Health secretary Matt Hancock said the National Health Service is looking for people in good health to help with shopping and medicine delivery for approximately 1.5 million who are “shielding” and are recommended to stay at home for 12 weeks due to serious underlying health conditions.
9,000 Americans returned home amid coronavirus pandemic
More than 9,000 Americans from 28 countries have returned to the United States as more countries impose travel bans and close their borders amid the growing coronavirus pandemic, the U.S. State Department said Tuesday.
The U.S. is "rising to meet the historic challenge posed by the COVID-19 pandemic," working to bring home citizens from every corner of the globe, a department spokesperson said in a statement, adding that thousands more Americans will be brought home in the coming days.

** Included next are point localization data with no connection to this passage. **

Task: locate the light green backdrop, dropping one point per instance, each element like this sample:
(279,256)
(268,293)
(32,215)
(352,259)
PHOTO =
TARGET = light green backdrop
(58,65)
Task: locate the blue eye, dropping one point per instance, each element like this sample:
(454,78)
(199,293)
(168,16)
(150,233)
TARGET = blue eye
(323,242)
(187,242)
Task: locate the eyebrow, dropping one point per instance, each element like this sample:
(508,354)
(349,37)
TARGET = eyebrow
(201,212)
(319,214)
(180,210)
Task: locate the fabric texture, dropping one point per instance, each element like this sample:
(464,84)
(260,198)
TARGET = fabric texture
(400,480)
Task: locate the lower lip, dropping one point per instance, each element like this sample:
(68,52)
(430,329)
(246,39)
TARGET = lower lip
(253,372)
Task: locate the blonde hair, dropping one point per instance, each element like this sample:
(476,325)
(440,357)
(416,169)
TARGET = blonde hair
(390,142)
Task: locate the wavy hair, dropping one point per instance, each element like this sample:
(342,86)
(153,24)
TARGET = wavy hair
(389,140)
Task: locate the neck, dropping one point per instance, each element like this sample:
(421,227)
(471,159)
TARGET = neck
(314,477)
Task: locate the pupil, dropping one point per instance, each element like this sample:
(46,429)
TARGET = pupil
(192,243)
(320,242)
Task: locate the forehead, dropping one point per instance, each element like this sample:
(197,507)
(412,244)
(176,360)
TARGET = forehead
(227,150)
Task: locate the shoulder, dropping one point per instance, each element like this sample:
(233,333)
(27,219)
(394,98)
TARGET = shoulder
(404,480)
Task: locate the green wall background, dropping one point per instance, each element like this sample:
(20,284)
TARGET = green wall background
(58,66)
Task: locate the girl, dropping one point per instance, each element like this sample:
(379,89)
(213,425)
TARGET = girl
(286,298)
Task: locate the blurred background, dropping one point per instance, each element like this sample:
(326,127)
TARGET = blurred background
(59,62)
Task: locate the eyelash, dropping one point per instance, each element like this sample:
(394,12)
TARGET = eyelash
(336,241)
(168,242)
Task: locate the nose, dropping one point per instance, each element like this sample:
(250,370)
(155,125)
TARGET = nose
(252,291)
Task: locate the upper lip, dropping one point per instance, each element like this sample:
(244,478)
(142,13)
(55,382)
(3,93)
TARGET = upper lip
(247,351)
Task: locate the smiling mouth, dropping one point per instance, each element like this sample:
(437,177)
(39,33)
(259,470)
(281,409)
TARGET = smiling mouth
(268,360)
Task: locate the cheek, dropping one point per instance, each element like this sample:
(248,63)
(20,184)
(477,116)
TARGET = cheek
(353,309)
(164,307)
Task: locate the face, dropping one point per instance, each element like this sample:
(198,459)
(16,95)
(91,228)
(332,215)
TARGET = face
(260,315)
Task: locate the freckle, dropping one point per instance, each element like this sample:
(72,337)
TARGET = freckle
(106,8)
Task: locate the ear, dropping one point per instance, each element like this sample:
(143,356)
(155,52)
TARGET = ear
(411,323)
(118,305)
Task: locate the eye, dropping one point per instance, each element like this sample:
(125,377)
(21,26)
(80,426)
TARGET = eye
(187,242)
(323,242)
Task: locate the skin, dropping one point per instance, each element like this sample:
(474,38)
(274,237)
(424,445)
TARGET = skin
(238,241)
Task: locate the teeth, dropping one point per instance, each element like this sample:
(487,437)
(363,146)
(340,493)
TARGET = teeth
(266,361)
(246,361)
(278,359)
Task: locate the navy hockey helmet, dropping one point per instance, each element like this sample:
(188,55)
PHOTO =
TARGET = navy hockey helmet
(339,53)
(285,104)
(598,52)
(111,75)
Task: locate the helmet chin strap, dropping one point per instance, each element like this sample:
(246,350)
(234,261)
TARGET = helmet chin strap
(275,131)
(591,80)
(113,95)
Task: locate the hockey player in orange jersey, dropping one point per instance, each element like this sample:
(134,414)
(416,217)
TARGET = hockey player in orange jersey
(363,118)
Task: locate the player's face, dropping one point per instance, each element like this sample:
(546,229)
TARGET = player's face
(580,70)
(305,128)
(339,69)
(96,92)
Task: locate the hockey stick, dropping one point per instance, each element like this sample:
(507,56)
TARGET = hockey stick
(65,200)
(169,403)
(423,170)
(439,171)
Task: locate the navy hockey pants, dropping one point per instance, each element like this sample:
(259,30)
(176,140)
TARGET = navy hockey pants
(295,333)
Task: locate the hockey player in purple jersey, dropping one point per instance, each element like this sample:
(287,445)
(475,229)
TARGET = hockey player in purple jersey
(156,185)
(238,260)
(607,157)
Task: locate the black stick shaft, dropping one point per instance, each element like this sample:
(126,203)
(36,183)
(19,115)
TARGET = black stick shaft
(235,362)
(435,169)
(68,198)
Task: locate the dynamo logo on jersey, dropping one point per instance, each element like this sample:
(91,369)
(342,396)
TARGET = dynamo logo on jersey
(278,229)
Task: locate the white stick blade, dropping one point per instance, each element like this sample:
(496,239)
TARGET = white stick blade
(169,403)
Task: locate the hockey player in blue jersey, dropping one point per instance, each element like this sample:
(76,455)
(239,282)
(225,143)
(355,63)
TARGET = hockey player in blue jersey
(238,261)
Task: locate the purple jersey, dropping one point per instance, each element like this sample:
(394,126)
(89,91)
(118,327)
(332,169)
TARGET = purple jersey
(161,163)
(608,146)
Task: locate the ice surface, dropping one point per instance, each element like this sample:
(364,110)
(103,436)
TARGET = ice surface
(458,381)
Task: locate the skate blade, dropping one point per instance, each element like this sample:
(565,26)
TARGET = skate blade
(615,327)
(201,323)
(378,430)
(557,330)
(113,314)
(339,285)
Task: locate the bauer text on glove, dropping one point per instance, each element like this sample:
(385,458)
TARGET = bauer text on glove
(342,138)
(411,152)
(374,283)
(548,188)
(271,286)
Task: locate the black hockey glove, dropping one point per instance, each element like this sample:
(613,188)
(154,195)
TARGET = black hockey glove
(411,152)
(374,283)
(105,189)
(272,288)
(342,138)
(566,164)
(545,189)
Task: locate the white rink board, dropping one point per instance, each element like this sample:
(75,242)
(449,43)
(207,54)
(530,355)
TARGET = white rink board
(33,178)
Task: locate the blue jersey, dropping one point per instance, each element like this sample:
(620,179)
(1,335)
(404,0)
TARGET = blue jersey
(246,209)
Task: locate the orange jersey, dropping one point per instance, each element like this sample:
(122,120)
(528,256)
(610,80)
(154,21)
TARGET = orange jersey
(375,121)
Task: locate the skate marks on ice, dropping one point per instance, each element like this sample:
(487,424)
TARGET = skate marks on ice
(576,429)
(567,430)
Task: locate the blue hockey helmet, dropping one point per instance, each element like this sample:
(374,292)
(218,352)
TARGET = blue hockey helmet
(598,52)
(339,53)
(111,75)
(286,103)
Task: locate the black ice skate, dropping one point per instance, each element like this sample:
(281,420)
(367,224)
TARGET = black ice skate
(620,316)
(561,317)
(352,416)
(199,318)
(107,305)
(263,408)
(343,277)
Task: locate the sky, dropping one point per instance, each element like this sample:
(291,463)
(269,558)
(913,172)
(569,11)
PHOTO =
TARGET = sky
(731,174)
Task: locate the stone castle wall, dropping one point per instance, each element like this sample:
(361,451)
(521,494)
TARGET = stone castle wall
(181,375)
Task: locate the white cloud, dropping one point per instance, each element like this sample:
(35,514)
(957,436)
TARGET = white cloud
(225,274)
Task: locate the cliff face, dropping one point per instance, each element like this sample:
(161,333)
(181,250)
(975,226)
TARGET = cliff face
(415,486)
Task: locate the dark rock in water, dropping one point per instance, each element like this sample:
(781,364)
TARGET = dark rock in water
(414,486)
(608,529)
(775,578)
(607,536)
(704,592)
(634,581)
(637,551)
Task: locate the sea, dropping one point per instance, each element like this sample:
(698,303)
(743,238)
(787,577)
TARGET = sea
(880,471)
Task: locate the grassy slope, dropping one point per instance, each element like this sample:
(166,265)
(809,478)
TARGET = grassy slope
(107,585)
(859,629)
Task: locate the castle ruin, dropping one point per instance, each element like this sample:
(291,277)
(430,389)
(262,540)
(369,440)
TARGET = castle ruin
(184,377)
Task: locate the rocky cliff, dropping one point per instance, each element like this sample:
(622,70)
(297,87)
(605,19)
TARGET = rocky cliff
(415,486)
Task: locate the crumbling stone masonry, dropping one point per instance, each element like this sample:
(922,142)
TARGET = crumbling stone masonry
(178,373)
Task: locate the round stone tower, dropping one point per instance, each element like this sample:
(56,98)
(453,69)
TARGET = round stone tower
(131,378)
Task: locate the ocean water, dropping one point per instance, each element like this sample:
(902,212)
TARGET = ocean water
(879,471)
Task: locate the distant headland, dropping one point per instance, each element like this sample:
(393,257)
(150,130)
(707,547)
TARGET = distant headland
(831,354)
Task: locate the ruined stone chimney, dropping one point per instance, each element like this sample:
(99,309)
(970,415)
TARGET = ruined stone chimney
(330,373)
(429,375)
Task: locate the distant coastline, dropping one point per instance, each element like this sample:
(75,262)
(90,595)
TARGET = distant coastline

The department has never undertaken an evacuation operation of such geographic breadth, scale, and complexity, the statement said.
Companies seek epidemic insurance as coronavirus affects events
The 2020 Tokyo Olympics were postponed Tuesday, making the games the biggest global event to be affected by the coronavirus pandemic.
As the disease continues to spread, many companies and organizations have had to cancel or postpone major events around the world. That has led to increased interest in epidemic insurance.
"We definitely do see rising demand in the wake of the coronavirus outbreak," said Axel Rakette, a spokesperson for insurer Munich Re. "But it's not a common product — yet."
Events typically are protected by insurance policies in the event of cancellations. But most standard policies don't cover cancellations caused by communicable diseases and outbreaks. Insurers offer restricted coverage for epidemics or pandemics as a buy-back, which means a higher premium, so most companies don't opt to purchase it.